A ROOMFUL OF GREAT FALLS RESIDENTS were joined by Chairman Sharon Bulova of the Fairfax County Board of Supervisors, Dranesville District Supervisor John Foust, U.S. Rep. Barbara Comstock, and State Del. Kathleen Murphy.
In addition to remembering the fallen military and civilians lost on 9/11, Wilson also asked the community to remember the first responders who “charged into danger without hesitation” and who continue to do so today. His tribute to those heroes lead to a standing ovation for the members of Fairfax County Fire and Rescue Station 12 who were present at the ceremony.
After his opening remarks, and a moving invocation by John “Sandy” Pidgeon Jr., retired Navy Seal and VP of the Friends of the Great Falls Memorial, local Boy Scout Troop 55 demonstrated true American adaptability, taking over for the Marine Color Guard Detachment, handling the Presentation of the Colors duty with admirable precision and gravitas and leading the assembly in the Pledge of Allegiance.

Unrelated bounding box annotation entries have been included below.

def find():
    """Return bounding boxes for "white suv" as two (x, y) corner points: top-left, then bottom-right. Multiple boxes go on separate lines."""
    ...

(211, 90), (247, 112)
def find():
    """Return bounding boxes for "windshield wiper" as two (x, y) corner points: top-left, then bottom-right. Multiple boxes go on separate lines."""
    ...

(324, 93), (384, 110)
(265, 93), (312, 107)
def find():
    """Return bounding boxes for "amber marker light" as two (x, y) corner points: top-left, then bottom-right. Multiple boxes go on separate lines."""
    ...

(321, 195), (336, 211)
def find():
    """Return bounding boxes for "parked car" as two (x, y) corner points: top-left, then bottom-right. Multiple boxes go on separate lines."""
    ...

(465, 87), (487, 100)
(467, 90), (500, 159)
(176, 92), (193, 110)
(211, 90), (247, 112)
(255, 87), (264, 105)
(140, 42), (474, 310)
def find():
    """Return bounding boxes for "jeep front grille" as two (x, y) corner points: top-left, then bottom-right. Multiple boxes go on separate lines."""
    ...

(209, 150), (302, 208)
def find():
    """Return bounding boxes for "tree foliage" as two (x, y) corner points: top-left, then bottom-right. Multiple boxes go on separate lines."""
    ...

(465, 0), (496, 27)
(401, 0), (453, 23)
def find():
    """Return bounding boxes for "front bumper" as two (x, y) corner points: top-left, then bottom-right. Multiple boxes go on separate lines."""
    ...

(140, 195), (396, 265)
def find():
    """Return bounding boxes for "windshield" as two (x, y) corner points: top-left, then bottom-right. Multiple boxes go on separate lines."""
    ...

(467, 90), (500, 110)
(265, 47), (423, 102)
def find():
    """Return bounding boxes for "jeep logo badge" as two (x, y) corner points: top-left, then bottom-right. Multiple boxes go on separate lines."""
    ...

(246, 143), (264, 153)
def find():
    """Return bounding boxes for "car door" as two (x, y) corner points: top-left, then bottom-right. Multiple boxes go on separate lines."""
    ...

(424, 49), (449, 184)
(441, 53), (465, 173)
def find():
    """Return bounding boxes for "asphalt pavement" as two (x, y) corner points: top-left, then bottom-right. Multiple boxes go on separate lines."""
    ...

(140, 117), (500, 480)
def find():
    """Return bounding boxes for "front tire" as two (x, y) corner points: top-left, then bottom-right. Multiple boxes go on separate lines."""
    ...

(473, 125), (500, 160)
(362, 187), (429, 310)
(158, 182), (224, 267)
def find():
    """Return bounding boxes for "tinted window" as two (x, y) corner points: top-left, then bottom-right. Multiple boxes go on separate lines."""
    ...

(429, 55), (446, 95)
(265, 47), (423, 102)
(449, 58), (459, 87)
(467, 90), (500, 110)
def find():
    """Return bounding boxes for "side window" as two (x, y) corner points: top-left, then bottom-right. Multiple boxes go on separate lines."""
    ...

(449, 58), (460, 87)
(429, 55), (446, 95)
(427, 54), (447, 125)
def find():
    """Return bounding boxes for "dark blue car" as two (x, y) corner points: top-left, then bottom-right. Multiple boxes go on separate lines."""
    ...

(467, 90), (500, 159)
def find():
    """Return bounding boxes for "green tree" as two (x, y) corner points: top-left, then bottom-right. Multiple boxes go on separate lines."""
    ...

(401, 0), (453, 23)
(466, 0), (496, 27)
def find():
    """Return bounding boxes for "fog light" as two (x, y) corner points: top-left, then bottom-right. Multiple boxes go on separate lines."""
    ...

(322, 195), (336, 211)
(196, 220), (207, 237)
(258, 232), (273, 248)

Volunteerism continued to be on display, as Great Falls resident Richard Kuntz answered Wilson’s call for “someone who can hold a tune and get us started” singing the National Anthem, and later “Amazing Grace,” “God Bless America,” and “America the Beautiful.”

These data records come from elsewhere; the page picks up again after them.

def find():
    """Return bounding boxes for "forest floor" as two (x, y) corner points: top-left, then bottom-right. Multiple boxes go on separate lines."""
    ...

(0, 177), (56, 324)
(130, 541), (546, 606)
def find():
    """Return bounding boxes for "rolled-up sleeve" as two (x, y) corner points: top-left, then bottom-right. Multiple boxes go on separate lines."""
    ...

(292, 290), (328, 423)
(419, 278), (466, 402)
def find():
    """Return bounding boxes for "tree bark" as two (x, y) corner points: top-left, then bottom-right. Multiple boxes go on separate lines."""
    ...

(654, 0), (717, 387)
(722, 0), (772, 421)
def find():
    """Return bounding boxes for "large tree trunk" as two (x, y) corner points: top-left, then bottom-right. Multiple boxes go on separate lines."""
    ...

Accompanied by Boy Scout James Ye on the violin for all of the musical offerings, Kuntz proved that he could do more than “hold a tune.” Despite the somber ambience of the occasion, the audience was moved to applause for both musician and lead singer after each selection.
Keynote speaker Sharon Bulova said that she played no “heroic role” on Sept. 11, 2001. The Braddock District Supervisor at the time, Bulova, like many Fairfax County residents, spent many anxious hours waiting for news of loved ones and friends who worked at the Pentagon or in and around the District. She eventually learned that her husband, working at the Department of Justice, was safe, as was her daughter-in-law’s father, who experienced the Pentagon’s attack, but fortunately was not seriously injured.

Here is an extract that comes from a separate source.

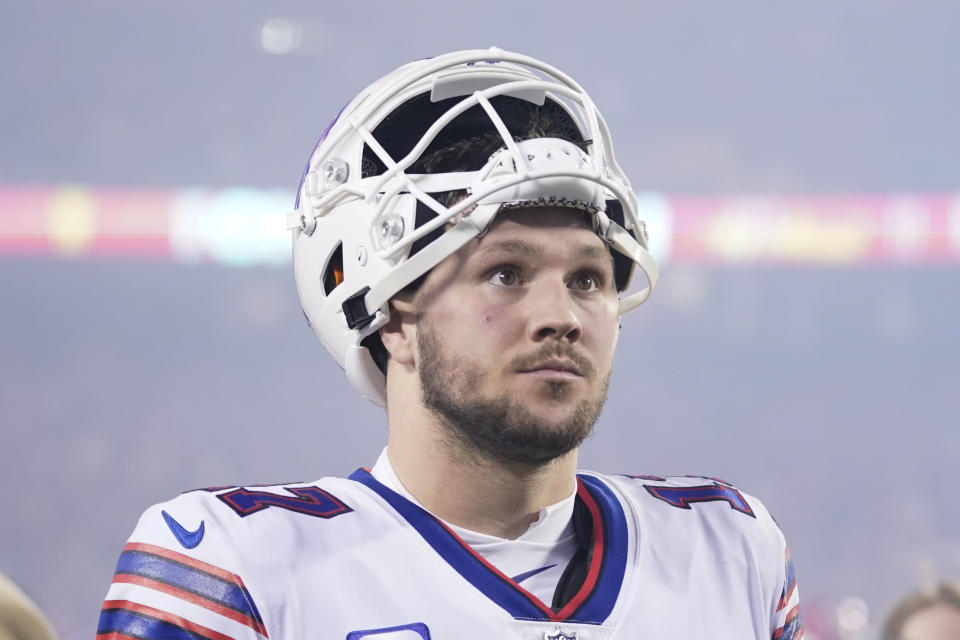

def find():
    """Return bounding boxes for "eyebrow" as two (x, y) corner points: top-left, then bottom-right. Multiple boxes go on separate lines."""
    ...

(481, 240), (610, 259)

The events that transpired that day and in the days beyond inspired Bulova to record those events and her thoughts in a journal, from which she read at the Great Falls Remembrance Ceremony.
“On this spectacularly beautiful September day, the whole world has come to a stop – like a blizzard. … During the hours after the 9-11 attack, I began to hear about losses within Fairfax County. All together 184 people were killed at the Pentagon, including my good friend Abe Scott’s wife…Six residents of Great Falls were among the dead. “
To the haunting strains of “Taps,” played by 17 year-old Walt Whitman High School student Ben Wolstein, the names of those six were read out by Calvin Follin, as Pete Hilgartner’s widow, Sara, rang a bell for each, and members of Troop 55 held flickering “candles” to honor them.
Lost from the Great Falls community that day were:
1st Lt Richard P. Gabriel, USMC, Ret.
Ann C. Judge
Barbara K. Olson
Lisa J. Raines
Diane M. Simmons
George W. Simmons
SEVENTEEN YEARS AFTER 9/11, the pain of their loss still remains, but as painful as the remembrance can be, “We can’t lose this memory,” urged Wilson, saying that the memory of these lost loved ones helps keep us true to the values that make us Americans – values like “Selflessness,” “Humility,” “Compassion,” “Respect,” “Duty,” and the other powerful words that are etched into the stones that form the Great Falls Freedom Memorial. Gatherings like these, noted Wilson, are needed to maintain the bonds of humanity that form community.
Chairman Bulova agreed.
“Looking back, [9/11] forged a culture in Fairfax County that defines us today. We are a welcoming community, supportive of each other and accepting of our differences. If there was a silver lining to the devastating terrorist attacks of 9/11, this is it: We were – and are – stronger than ever before.”